TPIR-LOGO.gif Arusha, 30 novembre 2011 (FH) -

Le Tribunal pénal international pour le Rwanda (TPIR), créé par une résolution du Conseil de sécurité de novembre 1994, aura coûté aux Nations Unies 1,6 milliards de dollars au 31 décembre prochain, date théorique de la clôture de ses travaux en première instance, apprend-on de source officielle.

« Le coût estimatif du TPIR depuis son démarrage, de 1995 à décembre 2011, est d'environ 1.644.759.300  dollars », a indiqué mercredi matin à l’agence Hirondelle, le porte-parole du tribunal Roland Amoussouga, sans entrer dans le détail.  

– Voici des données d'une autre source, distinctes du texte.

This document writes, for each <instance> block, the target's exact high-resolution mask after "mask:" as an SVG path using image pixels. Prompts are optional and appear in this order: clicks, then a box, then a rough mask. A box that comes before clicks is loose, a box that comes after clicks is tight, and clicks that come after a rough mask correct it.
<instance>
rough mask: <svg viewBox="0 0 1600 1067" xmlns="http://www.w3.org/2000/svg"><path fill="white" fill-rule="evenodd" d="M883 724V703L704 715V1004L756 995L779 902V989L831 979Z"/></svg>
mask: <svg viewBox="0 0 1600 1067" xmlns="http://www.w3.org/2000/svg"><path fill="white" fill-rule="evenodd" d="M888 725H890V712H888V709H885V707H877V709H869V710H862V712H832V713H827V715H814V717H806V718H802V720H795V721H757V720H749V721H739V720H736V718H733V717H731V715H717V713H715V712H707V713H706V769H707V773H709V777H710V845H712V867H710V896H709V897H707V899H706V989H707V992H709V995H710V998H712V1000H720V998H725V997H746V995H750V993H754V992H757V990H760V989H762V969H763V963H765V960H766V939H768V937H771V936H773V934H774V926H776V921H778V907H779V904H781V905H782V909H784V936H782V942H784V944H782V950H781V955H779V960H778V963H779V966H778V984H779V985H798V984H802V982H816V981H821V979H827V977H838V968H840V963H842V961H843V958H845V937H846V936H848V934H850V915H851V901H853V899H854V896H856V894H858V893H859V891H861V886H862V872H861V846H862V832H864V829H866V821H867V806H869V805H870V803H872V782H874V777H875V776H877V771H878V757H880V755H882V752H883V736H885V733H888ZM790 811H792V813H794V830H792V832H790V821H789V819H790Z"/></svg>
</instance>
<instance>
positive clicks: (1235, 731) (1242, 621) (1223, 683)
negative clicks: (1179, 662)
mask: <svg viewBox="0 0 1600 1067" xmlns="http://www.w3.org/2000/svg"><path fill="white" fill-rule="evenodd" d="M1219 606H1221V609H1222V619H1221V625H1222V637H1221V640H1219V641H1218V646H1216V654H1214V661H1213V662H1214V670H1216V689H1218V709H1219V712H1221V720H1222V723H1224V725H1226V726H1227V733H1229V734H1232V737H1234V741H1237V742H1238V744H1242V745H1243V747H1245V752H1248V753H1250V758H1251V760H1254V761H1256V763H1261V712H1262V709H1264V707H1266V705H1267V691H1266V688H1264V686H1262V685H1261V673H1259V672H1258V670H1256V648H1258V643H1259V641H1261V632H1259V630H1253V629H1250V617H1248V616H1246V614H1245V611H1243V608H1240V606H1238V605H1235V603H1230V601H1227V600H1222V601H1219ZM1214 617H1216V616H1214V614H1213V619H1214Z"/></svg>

Selon la résolution 955, le TPIR, dont le siège se trouve à Arusha, en Tanzanie, a pour  mandat de poursuivre les auteurs présumés du génocide et autres violations graves du droit international humanitaire commis sur le territoire rwandais, ainsi que les citoyens rwandais présumés responsables de telles violations commises sur le territoire d'Etats voisins du Rwanda en 1994.

Le TPIR a son siège à Arusha en Tanzanie, mais il a également des bureaux à Kigali, essentiellement pour les enquêtes, et à La Haye aux Pays Bas, pour les procédures devant la chambre d'appel.

Le tribunal est constitué de trois organes: les chambres, y compris une chambre d'appel, le bureau du procureur en charge des enquêtes et des poursuites, et le greffe responsable de l'administration ainsi que de l'appui aux chambres et aux parties.

Le TPIR gère par ailleurs son propre quartier pénitentiaire, situé à l’intérieur de la prison tanzanienne d’Arusha.

Toutes les équipes de défense qui comprennent généralement un minimum de deux avocats et un enquêteur par accusé, sont payées par le greffe. Les accusés, tous considérés comme incapables de se payer les services d’un défenseur, bénéficient d’une aide judiciaire.

Même si le tribunal a commencé à s’installer en 1995, son premier procès n’a démarré que le 9 janvier 1997, avec l’affaire Jean-Paul Akayesu.

Le jugement est tombé le 2 octobre 1998. Reconnu coupable de génocide, incitation directe et publique à commettre le génocide et de viol entendu comme acte de génocide, Akayesu, ancien maire d’une commune du centre du Rwanda, a été condamné à l'emprisonnement à vie.